Son approche a toujours quelque chose d’inattendu, et elle déjoue les habitudes. D’abord, cette impression de force, de déchaînement (le prélude par exemple), cette tension, alimentée aussi par un jeu très subtil sur les silences et les respirations : impression contrebalancée par un volume de l’orchestre qui ne couvre jamais les voix. C’est une constante de son approche, quelle que soit l’œuvre, et surtout quel que soit le lieu : à Bayreuth, son Ring était incroyablement ductile, suivant mot à mot le texte, mais souvent plus « chambriste » que symphonique.
Son approche de Tchaïkovski suit aussi le texte, dont on entend chaque mot, mais en même temps, et comme toujours, permet à l’orchestre de prolonger la parole, en faisant entendre des instruments singuliers, des variations, des contrastes aussi qui correspondent au texte et au drame. On a souvent tendance à lisser Tchaïkovski, à en accentuer les rondeurs, alors que Petrenko en dramatise l’approche et en accentue les aspects effilés, acérés, acides quelquefois.

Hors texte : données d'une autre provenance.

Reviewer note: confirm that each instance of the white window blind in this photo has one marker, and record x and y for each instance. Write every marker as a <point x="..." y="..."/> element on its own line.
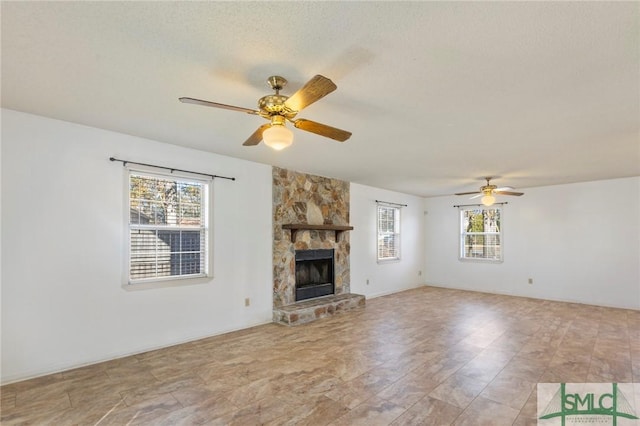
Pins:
<point x="481" y="233"/>
<point x="388" y="219"/>
<point x="168" y="227"/>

En entendant sa Dame de Pique, je pensais aux efforts de Rimski Korsakov pour aplanir la version originale du Boris de Moussorgski, et Rimski a régné jusqu’à la fin des années 1970 (le fameux Boris de Karajan, qui remonte au milieu des années 1960, est enregistré dans la version Rimski). Je pensais par dérivation à cette manière de rendre un Tchaïkovski symphonique, avec sa fluidité, ses moments rêches un peu étêtés, où une certaine rudesse, ce qui est en somme tragédie était moins mise en valeur. Or, il y a dans le Tchaïkovski signé Petrenko des heurts, du drame, des contradictions, de la lumière, des fulgurances qui font un tourbillon de son neuf, j’allais dire de sang neuf.

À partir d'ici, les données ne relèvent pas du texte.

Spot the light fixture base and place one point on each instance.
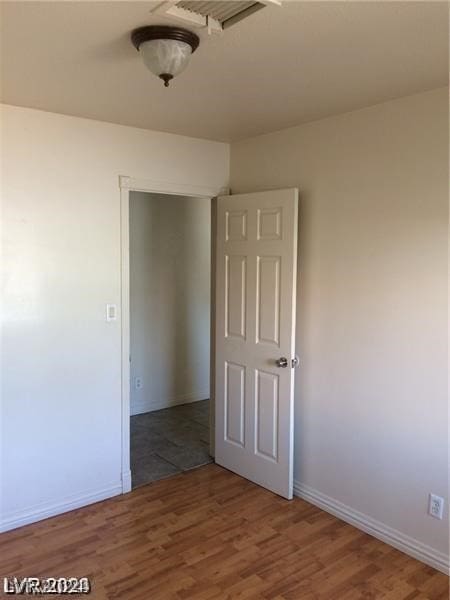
(164, 32)
(166, 77)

Car rarement on a pu entendre un Tchaïkovski aussi varié. Déjà la texte de Pouchkine est à la fois tragique et dérisoire, une histoire tragique qui a à voir avec la folie, comme souvent chez Shakespeare, et en même temps l’histoire d’un pauvre type, ou d’un type pauvre : comment réussir sa vie à Saint Petersbourg quand on n’est pas « né ». Le texte de Pouchkine, très court, allie avec une cruauté peu commune une lecture shakespearienne et une lecture sociale. Il y a évidemment du Shakespeare chez Tchaikovski (c’était un de ses passions), mais il y a aussi une lecture sociale et romantique, l’amour désespéré du pauvre pour la riche, mais il y a aussi d'autres échos, Mozart et le baroque parodié (la pastorale) dans la grande scène du IIe acte,  on trouve aussi des échos folkloriques, au début, et même au début de la scène ultime, et puis la musique religieuse dans les dernière mesures : il y a tant de facettes dans cette musique qu’il est impossible de la lisser, il faut au contraire mettre tout cela ensemble, faire se heurter les masses, jouer des contrastes, comme un reflet des tourments du compositeur qui se mêlent inextricablement à son génie.

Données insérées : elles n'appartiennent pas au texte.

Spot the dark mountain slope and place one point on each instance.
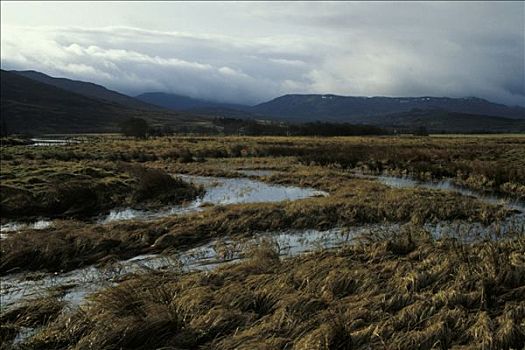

Petrenko livre les choses, avec ses irrégularités et ses excès, sans jamais rien exagérer : il rend ce Tchaïkovski presque mahlérien, avec ses surgissements, ses étonnements, ses dissonances qu’il va chercher au fin fond de la partition. Et c’est prodigieux. Rien n’échappe au Shiva de la baguette qui n’hésite pas à rendre à cette écriture sa complexité, sa grandeur, voire sa modernité et toute la diversité de son expression.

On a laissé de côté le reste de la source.